June 3, 2011

Guest Post: Confessions of a ...

Our next guest blog comes from Zoe.
Zoe and I served together on Westmont's Spring Break in the City core team during our sophomore year.
During that year I was completely intimidated by her.
Zoe, I have never told you this before. I was. You're just that great.
Knowing Zoe is like having your own personal Jane Austen heroine around. 
Thoughtful, witty, put together, wise, creative, a good friend. She's what I would call "an accomplished woman."
(Yes, Mr. Darcy, you scoundral, she even improves her mind with extensive reading.)
And she blogs! Check her out on her regular blog Long Distance Lobsters
Hey. This confession thing is hard (even for the most accomplished among us)-- it's time to love on Zoe for sharing her heart with us!!

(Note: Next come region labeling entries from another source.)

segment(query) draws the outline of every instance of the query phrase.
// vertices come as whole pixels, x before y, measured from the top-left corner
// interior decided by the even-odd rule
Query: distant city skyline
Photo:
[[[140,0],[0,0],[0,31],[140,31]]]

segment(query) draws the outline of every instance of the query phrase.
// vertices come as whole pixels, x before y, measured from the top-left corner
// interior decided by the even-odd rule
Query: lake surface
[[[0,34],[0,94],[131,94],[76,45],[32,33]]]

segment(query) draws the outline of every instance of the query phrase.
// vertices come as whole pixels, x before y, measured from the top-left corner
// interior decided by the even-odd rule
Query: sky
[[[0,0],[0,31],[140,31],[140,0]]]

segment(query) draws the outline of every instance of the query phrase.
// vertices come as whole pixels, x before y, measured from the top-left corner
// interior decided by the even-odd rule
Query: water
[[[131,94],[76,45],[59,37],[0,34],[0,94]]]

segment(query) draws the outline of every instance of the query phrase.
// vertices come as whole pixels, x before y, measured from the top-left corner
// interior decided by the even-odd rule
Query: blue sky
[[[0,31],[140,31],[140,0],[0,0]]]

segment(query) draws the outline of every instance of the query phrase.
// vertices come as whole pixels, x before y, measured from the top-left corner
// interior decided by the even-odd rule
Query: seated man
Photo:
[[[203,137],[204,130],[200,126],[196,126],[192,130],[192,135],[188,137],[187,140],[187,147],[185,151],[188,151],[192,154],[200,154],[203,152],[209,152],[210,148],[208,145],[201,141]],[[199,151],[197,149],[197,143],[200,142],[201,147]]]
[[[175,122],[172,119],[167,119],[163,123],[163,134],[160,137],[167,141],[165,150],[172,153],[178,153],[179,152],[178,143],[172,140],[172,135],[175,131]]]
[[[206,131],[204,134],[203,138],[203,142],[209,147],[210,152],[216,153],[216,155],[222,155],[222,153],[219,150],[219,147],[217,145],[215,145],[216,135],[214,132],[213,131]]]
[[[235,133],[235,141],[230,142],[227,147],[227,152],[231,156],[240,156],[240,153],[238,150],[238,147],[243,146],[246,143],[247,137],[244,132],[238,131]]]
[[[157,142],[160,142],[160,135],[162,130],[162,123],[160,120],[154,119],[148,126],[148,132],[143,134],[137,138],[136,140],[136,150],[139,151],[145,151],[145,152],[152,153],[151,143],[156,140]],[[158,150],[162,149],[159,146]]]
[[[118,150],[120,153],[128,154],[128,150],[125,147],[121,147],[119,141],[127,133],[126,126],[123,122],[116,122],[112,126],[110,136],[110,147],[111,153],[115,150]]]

{do you have something to confess? email reliasen@gmail.com and get it off your chest}

Confessions of a New Mama

I’m a pretty open book, especially if you can see me face to face. It’s hard for me to hide what I’m really thinking and I have a tendency to over-share. My grandfather says I have “logorrhea” a.k.a.  “diarrhea of the mouth.” (for proof, note the exorbitant length of this post)

For the past several months, I even let my logorrhea spill out into the internet and joined throngs of bloggers, effusing even more of the thoughts filling my head. It was great fun, sharing my life with whichever other three or so readers might be kind enough to care that day. I felt like I even encouraged a few people by being honest about things that challenged me instead of being one more model of flawless perfection making others feel guilty for not living up to impossible standards. Maybe they could see that there were others who struggled with things they struggled with, they were not alone, life isn’t really a cakewalk. My transparency could possibly have been a gift – not just me getting weight off my chest.

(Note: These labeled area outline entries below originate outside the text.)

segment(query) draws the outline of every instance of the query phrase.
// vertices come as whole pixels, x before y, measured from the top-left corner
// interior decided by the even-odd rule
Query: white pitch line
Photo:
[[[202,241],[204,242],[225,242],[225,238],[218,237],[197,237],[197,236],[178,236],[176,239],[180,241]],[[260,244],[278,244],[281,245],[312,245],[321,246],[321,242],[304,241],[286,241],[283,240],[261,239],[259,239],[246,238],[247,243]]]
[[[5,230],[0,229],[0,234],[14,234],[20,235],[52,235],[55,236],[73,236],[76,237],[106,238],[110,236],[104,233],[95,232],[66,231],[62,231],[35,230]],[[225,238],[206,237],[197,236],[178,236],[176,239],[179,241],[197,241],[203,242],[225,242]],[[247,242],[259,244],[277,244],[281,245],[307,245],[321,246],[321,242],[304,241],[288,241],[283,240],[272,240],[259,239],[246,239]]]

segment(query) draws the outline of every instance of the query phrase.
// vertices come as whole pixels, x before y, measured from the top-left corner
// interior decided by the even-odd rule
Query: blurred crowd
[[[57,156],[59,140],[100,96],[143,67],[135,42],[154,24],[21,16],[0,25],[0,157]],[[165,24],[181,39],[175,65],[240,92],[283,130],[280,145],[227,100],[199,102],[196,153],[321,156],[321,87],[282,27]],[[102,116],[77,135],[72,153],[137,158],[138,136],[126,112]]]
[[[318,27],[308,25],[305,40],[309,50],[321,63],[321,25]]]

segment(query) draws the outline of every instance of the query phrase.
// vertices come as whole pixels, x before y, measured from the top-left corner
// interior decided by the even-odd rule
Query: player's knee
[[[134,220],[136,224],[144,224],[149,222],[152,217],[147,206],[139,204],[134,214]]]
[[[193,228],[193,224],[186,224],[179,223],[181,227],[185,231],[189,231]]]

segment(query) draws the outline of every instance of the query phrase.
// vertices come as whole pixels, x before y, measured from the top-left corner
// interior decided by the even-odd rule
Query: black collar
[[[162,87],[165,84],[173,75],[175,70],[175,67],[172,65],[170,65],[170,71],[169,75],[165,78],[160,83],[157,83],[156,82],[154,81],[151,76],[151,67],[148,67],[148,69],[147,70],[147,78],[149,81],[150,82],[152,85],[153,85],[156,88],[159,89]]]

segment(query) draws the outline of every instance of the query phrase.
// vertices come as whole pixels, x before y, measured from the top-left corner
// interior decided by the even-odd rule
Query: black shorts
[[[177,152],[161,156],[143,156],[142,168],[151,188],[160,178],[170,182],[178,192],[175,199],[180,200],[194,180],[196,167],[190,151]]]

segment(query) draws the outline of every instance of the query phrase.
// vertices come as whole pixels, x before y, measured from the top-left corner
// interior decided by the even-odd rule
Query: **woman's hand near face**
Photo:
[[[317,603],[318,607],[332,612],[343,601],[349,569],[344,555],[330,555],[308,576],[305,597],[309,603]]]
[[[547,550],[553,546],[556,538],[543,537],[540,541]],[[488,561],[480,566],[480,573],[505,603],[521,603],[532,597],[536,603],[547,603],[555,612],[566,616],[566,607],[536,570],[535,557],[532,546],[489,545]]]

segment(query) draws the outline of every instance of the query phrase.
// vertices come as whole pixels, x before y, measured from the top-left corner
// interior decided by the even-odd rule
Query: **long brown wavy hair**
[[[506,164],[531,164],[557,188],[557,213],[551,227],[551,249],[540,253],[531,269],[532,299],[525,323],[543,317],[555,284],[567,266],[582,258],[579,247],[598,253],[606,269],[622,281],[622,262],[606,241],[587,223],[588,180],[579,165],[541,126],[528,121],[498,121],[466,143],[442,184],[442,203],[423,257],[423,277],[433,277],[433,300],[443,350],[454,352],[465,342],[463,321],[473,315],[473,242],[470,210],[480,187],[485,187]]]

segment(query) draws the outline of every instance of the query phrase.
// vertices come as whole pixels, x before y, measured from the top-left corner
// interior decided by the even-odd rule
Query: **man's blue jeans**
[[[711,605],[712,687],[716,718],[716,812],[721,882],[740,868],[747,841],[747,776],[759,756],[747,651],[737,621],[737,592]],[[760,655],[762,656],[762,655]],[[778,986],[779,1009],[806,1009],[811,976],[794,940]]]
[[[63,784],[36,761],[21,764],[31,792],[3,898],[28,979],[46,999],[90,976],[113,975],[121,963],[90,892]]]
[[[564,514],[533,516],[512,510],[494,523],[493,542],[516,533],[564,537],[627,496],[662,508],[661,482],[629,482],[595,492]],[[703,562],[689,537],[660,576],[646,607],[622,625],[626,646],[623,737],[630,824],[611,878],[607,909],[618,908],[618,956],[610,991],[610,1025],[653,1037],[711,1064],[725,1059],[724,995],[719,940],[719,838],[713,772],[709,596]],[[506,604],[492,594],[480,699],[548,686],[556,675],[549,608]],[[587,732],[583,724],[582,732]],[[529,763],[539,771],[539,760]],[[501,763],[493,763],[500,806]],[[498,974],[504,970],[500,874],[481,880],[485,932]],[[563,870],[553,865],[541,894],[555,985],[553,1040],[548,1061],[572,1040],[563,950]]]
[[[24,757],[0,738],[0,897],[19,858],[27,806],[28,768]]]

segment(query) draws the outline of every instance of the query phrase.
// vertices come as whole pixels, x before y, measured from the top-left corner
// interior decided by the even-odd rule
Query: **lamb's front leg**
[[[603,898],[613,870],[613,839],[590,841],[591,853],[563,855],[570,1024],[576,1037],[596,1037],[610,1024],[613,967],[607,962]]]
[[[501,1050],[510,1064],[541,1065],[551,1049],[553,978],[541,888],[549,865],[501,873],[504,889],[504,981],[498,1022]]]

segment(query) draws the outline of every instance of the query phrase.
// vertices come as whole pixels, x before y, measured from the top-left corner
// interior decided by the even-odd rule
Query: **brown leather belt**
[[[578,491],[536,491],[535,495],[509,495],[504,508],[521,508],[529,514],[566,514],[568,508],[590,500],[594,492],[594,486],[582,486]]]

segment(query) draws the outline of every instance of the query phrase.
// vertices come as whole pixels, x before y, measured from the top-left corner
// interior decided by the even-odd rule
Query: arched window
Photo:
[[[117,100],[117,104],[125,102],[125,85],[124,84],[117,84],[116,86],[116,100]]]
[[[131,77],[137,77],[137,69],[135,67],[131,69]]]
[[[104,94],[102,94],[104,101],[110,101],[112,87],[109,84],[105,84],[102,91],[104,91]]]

Now I am a new mom (my baby Sofia is four months old) and I struggle with so much day-to-day. I want to share confessions and challenges with others so they know they’re not alone. I am certainly encouraged by other mommy bloggers who comfort me with their honesty.  But here is my own “confessions of a new mom”: I’m too afraid to confess.

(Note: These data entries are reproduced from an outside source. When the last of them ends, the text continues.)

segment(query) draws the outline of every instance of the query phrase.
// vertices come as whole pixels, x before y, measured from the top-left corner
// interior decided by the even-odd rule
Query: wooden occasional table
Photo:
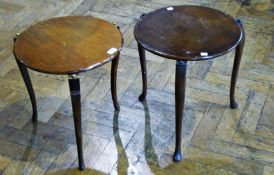
[[[81,126],[80,80],[77,74],[112,61],[111,93],[119,110],[116,75],[123,39],[113,24],[90,16],[67,16],[39,22],[14,39],[13,52],[26,84],[37,121],[35,94],[27,68],[58,75],[68,75],[72,102],[79,169],[84,169]]]
[[[181,128],[187,62],[213,59],[236,48],[230,86],[230,107],[237,108],[234,94],[245,41],[242,23],[212,8],[174,6],[142,15],[135,26],[134,35],[138,43],[143,77],[143,91],[139,100],[145,100],[147,94],[145,50],[176,60],[176,144],[173,160],[178,162],[182,159]]]

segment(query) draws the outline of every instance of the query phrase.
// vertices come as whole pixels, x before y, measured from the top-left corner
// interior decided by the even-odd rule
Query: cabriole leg
[[[111,62],[111,96],[112,96],[113,105],[116,111],[120,110],[120,106],[117,100],[117,88],[116,88],[118,62],[119,62],[119,54]]]
[[[141,71],[142,71],[142,80],[143,80],[143,91],[142,94],[139,96],[140,101],[146,100],[147,95],[147,68],[146,68],[146,56],[145,56],[145,49],[138,43],[138,51],[141,63]]]
[[[14,42],[16,42],[16,38],[14,38]],[[30,77],[29,77],[28,69],[23,63],[21,63],[17,59],[15,54],[14,54],[14,57],[15,57],[15,61],[18,65],[18,68],[21,72],[21,75],[23,77],[23,80],[25,82],[25,85],[26,85],[28,93],[29,93],[29,97],[30,97],[30,101],[31,101],[31,105],[32,105],[32,121],[36,122],[37,121],[36,99],[35,99],[35,93],[33,91],[32,83],[31,83],[31,80],[30,80]]]
[[[74,119],[74,130],[77,143],[79,169],[84,170],[84,158],[82,149],[82,123],[81,123],[81,95],[80,80],[77,76],[69,76],[69,89]]]
[[[186,88],[186,61],[176,62],[176,75],[175,75],[175,111],[176,111],[176,143],[173,160],[179,162],[182,160],[181,153],[181,137],[182,137],[182,120],[184,114],[185,104],[185,88]]]
[[[239,45],[236,47],[234,64],[233,64],[233,69],[232,69],[232,76],[231,76],[230,107],[232,109],[236,109],[238,107],[238,104],[235,100],[235,87],[236,87],[236,81],[237,81],[237,77],[238,77],[239,67],[240,67],[244,43],[245,43],[245,32],[244,32],[242,22],[240,20],[237,20],[237,23],[240,26],[241,31],[242,31],[242,39],[241,39]]]

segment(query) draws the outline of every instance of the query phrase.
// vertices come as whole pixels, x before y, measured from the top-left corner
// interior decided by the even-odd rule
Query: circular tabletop
[[[122,47],[114,24],[91,16],[39,22],[21,33],[14,54],[27,67],[51,74],[84,72],[109,62]]]
[[[172,6],[145,14],[135,39],[146,50],[182,61],[206,60],[235,48],[242,31],[229,15],[201,6]]]

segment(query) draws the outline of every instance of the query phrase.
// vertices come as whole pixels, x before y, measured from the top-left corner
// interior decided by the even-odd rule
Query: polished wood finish
[[[111,81],[110,81],[111,97],[112,97],[114,109],[116,111],[120,110],[120,106],[117,99],[117,88],[116,88],[118,63],[119,63],[119,55],[117,55],[111,62],[111,75],[110,75],[111,76]]]
[[[91,16],[67,16],[30,26],[14,45],[27,67],[51,74],[73,74],[109,62],[120,51],[117,27]],[[107,53],[111,48],[116,52]]]
[[[73,111],[74,131],[77,143],[79,169],[84,170],[84,157],[83,157],[83,142],[82,142],[82,120],[81,120],[81,93],[80,93],[80,79],[71,77],[69,78],[69,90]]]
[[[245,5],[250,5],[251,4],[251,0],[244,0],[244,4]]]
[[[143,81],[143,90],[142,94],[139,96],[140,101],[144,101],[147,95],[147,67],[146,67],[146,53],[145,49],[138,44],[138,52],[140,57],[140,64],[141,64],[141,72],[142,72],[142,81]]]
[[[16,41],[17,37],[15,37],[13,40],[14,42]],[[17,63],[17,66],[21,72],[22,78],[25,82],[26,88],[29,93],[31,105],[32,105],[32,121],[36,122],[37,121],[37,105],[36,105],[36,98],[35,98],[35,93],[32,87],[32,83],[29,77],[29,72],[27,67],[22,64],[17,58],[15,58],[15,61]]]
[[[252,0],[251,6],[246,6],[242,2],[0,0],[0,174],[274,174],[273,3]],[[148,92],[144,108],[137,101],[142,77],[133,24],[141,13],[178,3],[216,8],[240,18],[246,40],[236,86],[236,110],[229,107],[234,53],[211,61],[188,62],[183,160],[175,164],[176,61],[146,52]],[[61,15],[94,15],[116,22],[124,36],[117,74],[121,108],[117,118],[113,117],[110,93],[111,63],[79,75],[85,158],[82,172],[78,171],[67,76],[28,69],[38,107],[35,132],[31,101],[11,55],[15,33]],[[119,127],[114,121],[119,121]],[[145,144],[149,146],[145,148]]]
[[[181,138],[182,138],[182,120],[184,115],[185,105],[185,90],[186,90],[186,70],[187,61],[176,62],[175,73],[175,113],[176,113],[176,140],[175,152],[173,160],[179,162],[182,160]]]
[[[177,60],[175,75],[176,143],[173,161],[182,159],[182,119],[185,102],[187,61],[212,59],[236,47],[231,85],[230,107],[235,109],[235,87],[244,47],[242,23],[218,10],[201,6],[173,6],[140,17],[134,30],[141,62],[145,100],[147,70],[144,49]]]
[[[236,47],[235,50],[235,58],[234,58],[234,65],[232,69],[232,76],[231,76],[231,83],[230,83],[230,107],[232,109],[236,109],[238,104],[235,100],[235,88],[236,88],[236,81],[238,77],[239,67],[242,59],[244,44],[245,44],[245,32],[243,28],[243,24],[240,20],[237,20],[239,27],[242,30],[242,38],[239,45]]]
[[[212,8],[171,6],[144,15],[135,26],[136,40],[165,58],[195,61],[221,56],[235,48],[241,30],[235,20]]]
[[[27,67],[49,74],[68,74],[79,169],[84,170],[81,95],[78,73],[112,60],[111,94],[119,110],[116,76],[123,44],[117,26],[91,16],[67,16],[49,19],[29,27],[14,40],[13,53],[28,89],[37,121],[37,107]]]

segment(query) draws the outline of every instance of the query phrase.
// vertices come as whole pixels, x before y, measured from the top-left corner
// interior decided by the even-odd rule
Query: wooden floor
[[[243,21],[246,45],[236,97],[229,108],[234,52],[191,62],[183,119],[184,159],[174,150],[175,62],[147,54],[148,97],[141,92],[133,36],[142,13],[178,4],[222,10]],[[273,175],[274,14],[272,0],[0,0],[0,174]],[[39,122],[12,55],[13,36],[38,21],[93,15],[117,23],[124,47],[118,68],[120,113],[110,96],[110,64],[81,77],[86,170],[77,151],[66,76],[30,71]],[[91,48],[92,49],[92,48]],[[46,55],[45,55],[46,59]]]

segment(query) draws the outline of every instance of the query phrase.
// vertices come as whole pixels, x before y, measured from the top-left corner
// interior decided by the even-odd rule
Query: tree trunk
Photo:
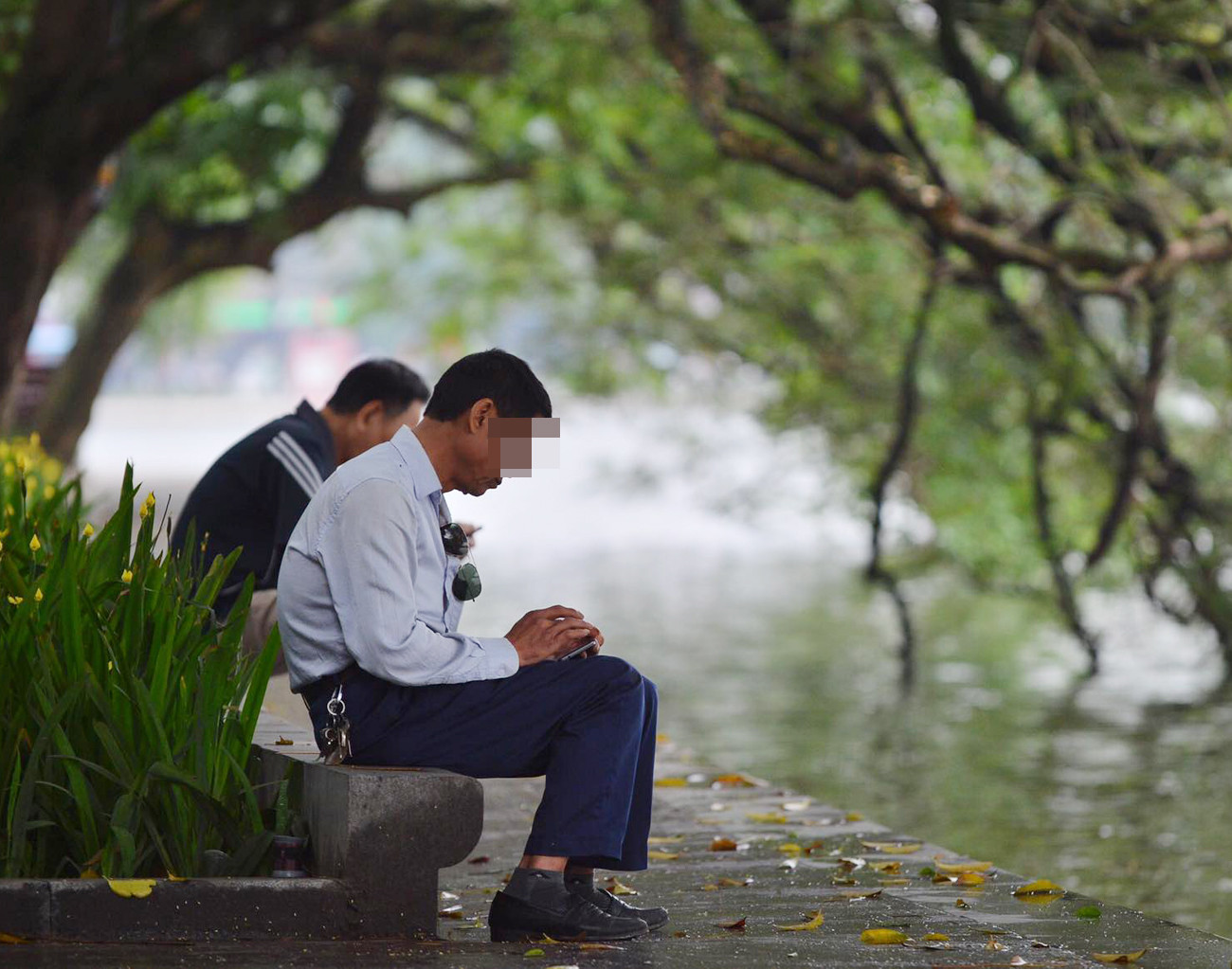
[[[64,190],[0,164],[0,431],[11,422],[12,392],[38,304],[90,207],[89,183]]]
[[[191,276],[182,246],[158,219],[138,219],[128,246],[78,325],[78,339],[52,379],[34,430],[47,452],[70,462],[116,353],[158,297]]]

In all my working years, I have had at least twenty-four different direct supervisors. Too many of those bosses micro-managed to a life-stifling degree. Frankly, its pretty grand having no one supervise me at my “job” right now. Granted, in order to enjoy this luxury a) I’m working at least twice as many hours now [and “on call” for the rest of the “day,” while Sofia sleeps] and b) I get none of the support a supervisor is supposed to supply in exchange for the management. Making public my confessions feels a bit too much like I’d be inviting the nastier supervisors to rain on my parade that is the joy of being Sofia’s mom right now. 

Furthermore, my training is in social work. My emphasis was on childhood mental health. That’s kind of like getting a degree in judging people’s parenting. I know more than the average woman about how important it is to take good care of this fragile little thing that will one day grow up to have an affect on society – be it good or bad – she will for certain shape the world she lives in. I know that basically whatever I do as a mom, there’s someone out there who will disagree with my approach. Shoot. The fact that I even am a mom, that unqualified little me would consciously choose to bear offspring in the first place, probably offends plenty of people.

This whole raising a kid thing is so much more intimate and precious than I ever could have imagined. It’s one thing for people to critique how I write a letter, analyze research, put together a layout, counsel a child, or create an excel spreadsheet [I’m darn good at creating spreadsheets by the way]. It’s something altogether more terrifying for someone to evaluate whether I love my own child correctly. I need grace like I’ve never needed it before.

I have never poured myself into something more fully. I have never felt a force more strongly than when I love my daughter. And I have never felt so incompetent and unsure of how I’m going about the work.

So maybe, hypothetically, there’s tons I need to confess. Maybe another mom out there would feel better knowing things like how, hypothetically, I might not quite do tummy time the “several” times per day that my doctor commands, because a) it hurts my heart to hear my baby girl cry from the discomfort and b) I’m just too worn out and maybe a little bit lazy. At least right this minute, I’m not quite ready to share many of those things that, hypothetically, I might be feeling. But maybe I’m not alone in that, and maybe even the fact that I confess that I’m afraid to confess brings someone else a little comfort?

I hope at least that this can highlight how incredibly strong the women, like Becca, are who can put themselves out there. Courageous are the women who reveal all their struggles with getting their kids to sleep, helping them reach all their developmental milestones, breaking down from public diaper disasters. I am so relieved, entertained, encouraged by the tales they share. When I grow up, I want to be like them. Pray for me that I will get there soon. For now, I’m gonna take a little more time to enjoy this supervisor-free season where I can hide in my ignorance, love my baby girl the best way I know how, and celebrate the mama’s who give me greater goals to strive for.  

1 comment:

  1. Thanks for that amazing introduction Becca! Higher praise than I deserve.